The fungi that attack the zombie ant agaric do not zombify their host themselves, but feed on its tissues and appear to damage them. “Every time we see these new genera that we’ve described growing on the fungus, the fungus looks pretty battered, really consumed by this other fungus,” Araújo said.
“In some cases, it first castrates Ophiocordyceps (the zombie-producing fungus) so it can’t shoot the spores anymore, and then it grows and then consumes the whole fungus.” Because Niveomyces and Torrubiellomyces are so new to science, it’s not clear yet how much they affect zombie ant fungal populations overall.
These new genera are the first parasites officially described as infecting the zombie ant fungus, but researchers suspect there may be others out there. “I think it’s more common than we think. Parasitism is a super lucrative lifestyle,” said lead study author Dr. Charissa de Bekker, Assistant Professor at Utrecht University in the Netherlands. “It might be the most dominant lifestyle on the planet.”

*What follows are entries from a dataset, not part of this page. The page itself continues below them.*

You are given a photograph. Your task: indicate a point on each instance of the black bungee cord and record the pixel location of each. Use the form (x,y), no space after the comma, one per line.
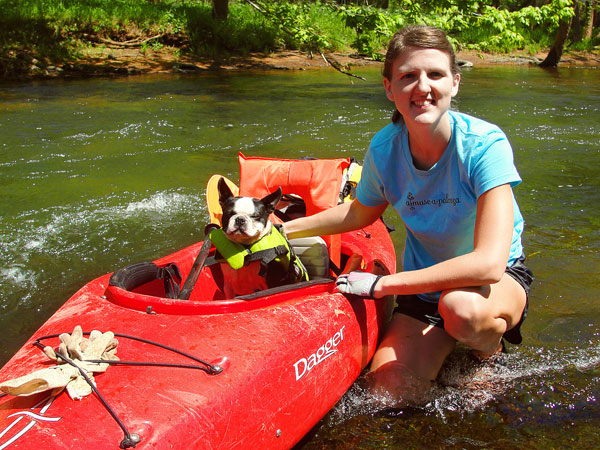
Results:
(130,440)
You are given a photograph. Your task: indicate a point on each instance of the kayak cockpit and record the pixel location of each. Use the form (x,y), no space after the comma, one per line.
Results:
(149,286)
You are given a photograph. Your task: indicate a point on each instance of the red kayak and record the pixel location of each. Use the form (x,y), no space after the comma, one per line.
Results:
(252,372)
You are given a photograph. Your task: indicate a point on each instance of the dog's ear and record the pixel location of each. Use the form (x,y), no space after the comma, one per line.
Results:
(271,200)
(224,191)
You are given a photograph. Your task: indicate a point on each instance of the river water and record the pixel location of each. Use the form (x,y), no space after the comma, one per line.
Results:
(96,174)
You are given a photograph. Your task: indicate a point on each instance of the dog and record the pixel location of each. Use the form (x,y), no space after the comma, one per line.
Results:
(245,221)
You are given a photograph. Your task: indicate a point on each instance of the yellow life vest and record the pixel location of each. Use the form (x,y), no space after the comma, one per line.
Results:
(279,264)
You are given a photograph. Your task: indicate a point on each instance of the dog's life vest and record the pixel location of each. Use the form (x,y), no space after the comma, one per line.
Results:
(279,264)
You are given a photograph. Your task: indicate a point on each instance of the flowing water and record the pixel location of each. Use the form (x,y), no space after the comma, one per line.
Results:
(97,174)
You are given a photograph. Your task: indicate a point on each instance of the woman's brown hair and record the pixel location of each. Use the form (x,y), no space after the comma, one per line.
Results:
(417,36)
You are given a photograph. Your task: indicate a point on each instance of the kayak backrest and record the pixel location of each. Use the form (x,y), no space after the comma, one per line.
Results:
(317,181)
(314,255)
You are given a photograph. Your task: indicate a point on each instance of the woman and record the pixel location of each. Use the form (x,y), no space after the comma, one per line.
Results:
(450,177)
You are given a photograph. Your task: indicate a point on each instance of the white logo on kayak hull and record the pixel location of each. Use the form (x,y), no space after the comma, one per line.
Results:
(329,348)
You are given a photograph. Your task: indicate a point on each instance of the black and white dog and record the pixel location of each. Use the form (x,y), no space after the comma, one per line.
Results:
(245,221)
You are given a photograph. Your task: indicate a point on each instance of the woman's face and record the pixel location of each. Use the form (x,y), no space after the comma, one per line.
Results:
(422,85)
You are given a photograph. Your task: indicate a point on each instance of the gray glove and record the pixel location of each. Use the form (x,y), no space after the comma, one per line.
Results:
(358,283)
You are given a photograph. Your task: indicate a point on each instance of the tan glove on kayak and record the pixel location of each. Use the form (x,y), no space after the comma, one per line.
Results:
(80,350)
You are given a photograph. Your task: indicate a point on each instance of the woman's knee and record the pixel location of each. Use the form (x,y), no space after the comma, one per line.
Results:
(463,311)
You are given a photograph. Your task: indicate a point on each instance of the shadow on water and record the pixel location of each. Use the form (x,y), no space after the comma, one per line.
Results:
(501,404)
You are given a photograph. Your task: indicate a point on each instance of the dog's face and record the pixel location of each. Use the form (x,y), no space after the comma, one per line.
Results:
(245,219)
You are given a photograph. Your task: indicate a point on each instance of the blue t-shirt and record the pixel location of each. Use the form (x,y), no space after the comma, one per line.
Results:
(438,206)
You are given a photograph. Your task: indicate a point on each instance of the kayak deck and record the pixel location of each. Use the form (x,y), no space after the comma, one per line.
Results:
(287,356)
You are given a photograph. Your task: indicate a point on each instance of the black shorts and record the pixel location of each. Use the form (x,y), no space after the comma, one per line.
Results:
(427,312)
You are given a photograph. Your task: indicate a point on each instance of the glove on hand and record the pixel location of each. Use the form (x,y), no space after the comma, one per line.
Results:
(79,350)
(358,283)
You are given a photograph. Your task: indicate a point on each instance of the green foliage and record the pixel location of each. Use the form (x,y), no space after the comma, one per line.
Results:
(373,28)
(57,29)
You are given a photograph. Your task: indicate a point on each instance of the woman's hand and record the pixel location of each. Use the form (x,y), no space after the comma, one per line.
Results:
(358,283)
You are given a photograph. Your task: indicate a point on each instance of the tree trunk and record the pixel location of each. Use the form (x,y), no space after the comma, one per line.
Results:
(220,9)
(576,31)
(589,25)
(555,52)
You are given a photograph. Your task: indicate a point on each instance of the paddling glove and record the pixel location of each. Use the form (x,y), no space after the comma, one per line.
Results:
(358,283)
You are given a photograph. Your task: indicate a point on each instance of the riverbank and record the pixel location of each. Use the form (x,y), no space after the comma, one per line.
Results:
(123,61)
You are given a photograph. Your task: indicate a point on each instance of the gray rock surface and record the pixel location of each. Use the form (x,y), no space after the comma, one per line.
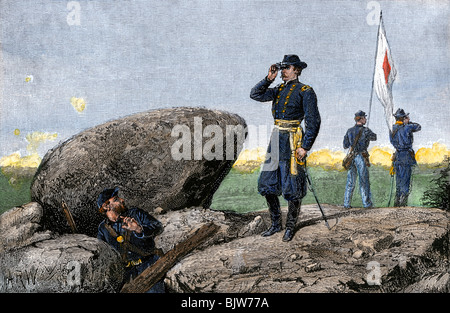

In addition, parasites in general and parasitic fungi in particular have hardly been researched. “The fact that we had to call up two new genera shows you how little we know about this part of the fungal tree of life,” de Bekker said.
By deepening our understanding of the zombie ant fungus, the new research could have applications beyond studying fungi, said Dr. Carolyn Elya, postdoctoral researcher in organismal and evolutionary biology at Harvard University. She was not involved in the study.
“Ophiocordyceps has essentially evolved into a skilled neuroscientist. It knows exactly which buttons to push and how to get the ant to do what it wants,” she said. “By examining how to solve this problem, we can gain insight into our broader goal of trying to understand how brains work or produce behavior.”